Their Own Worst Enemy: America’s One Percent


Writing in the New York Times, Chrystia Freeland cites the 14th century halt of social mobility by Venetian oligarchs — La Serrata — for the decline of the Venetian city-state. Mobility meant competition, writes Freeland. So those who climbed to the top first pulled up the ladders after them. “By 1500, Venice’s population was smaller than it had been in 1330. In the 17th and 18th centuries, as the rest of Europe grew, the city continued to shrink.” The same may be happening in the U.S. today:

America’s Serrata … takes a more explicit form: the tilting of the economic rules in favor of those at the top. The crony capitalism of today’s oligarchs is far subtler than Venice’s. It works in two main ways.

The first is to channel the state’s scarce resources in their own direction. This is the absurdity of Mitt Romney’s comment about the “47 percent” who are “dependent upon government.” The reality is that it is those at the top, particularly the tippy-top, of the economic pyramid who have been most effective at capturing government support — and at getting others to pay for it.

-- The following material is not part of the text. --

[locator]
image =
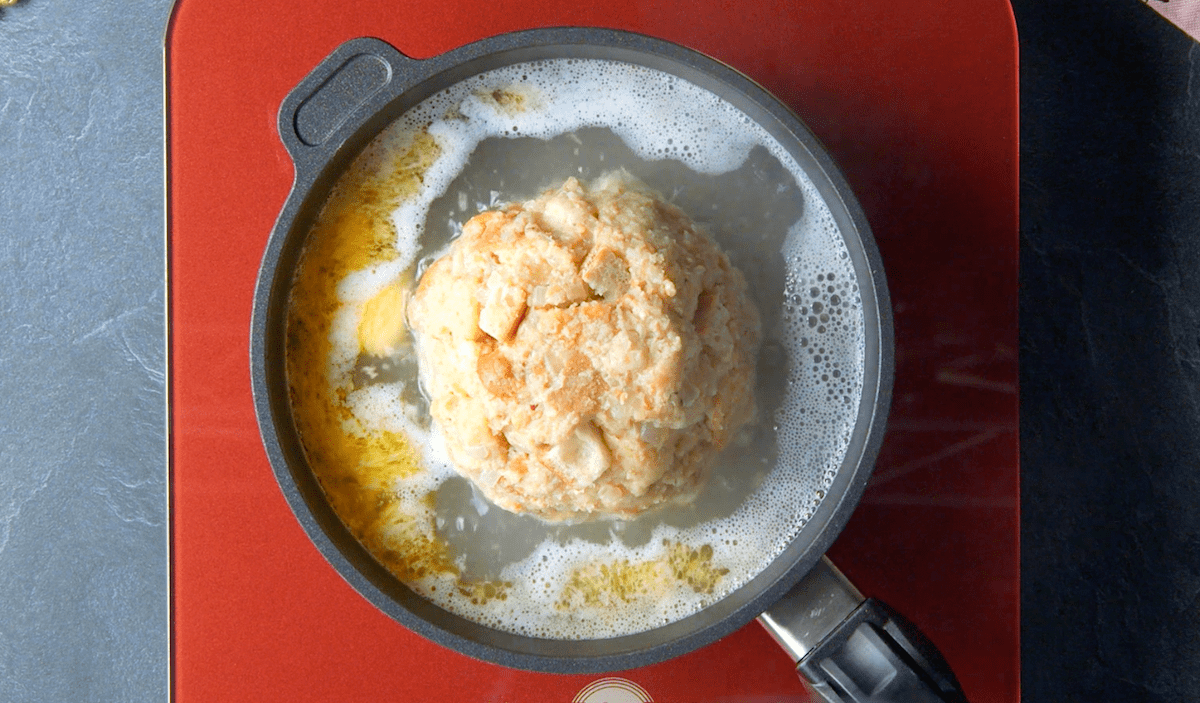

Exhibit A is the bipartisan, $700 billion rescue of Wall Street in 2008. Exhibit B is the crony recovery. The economists Emmanuel Saez and Thomas Piketty found that 93 percent of the income gains from the 2009-10 recovery went to the top 1 percent of taxpayers. The top 0.01 percent captured 37 percent of these additional earnings, gaining an average of $4.2 million per household.

Inclusive states expand. Extractive states contract “and their economies languish.” Lee Camp took a trip to the Cayman Islands to see where the extracted wealth of America vacations. They are not offshore accounts, Camp spits. Call them what they are: traitor accounts.


Sometime I’ll locate a photo of that Cayman clown building that houses thousands of corporations and pirate booty. Do the people going in and out have red noses, hooks for hands, or both?

In her bit of economic sedition, Freeland pulls back curtain behind which our modern nobility cloak their greed:

Businessmen like to style themselves as the defenders of the free market economy, but as Luigi Zingales, an economist at the University of Chicago Booth School of Business, argued, “Most lobbying is pro-business, in the sense that it promotes the interests of existing businesses, not pro-market in the sense of fostering truly free and open competition.”

Worth repeating: Most lobbying is pro-business, not pro-market. Nor pro-America.

Categories : Corruption, Economy


  1. Andrew Dahm says:

    Absolutely great, Tom. Can you “take it local”? How does Economic Development policy in Asheville foster or inhibit economic mobility in our city?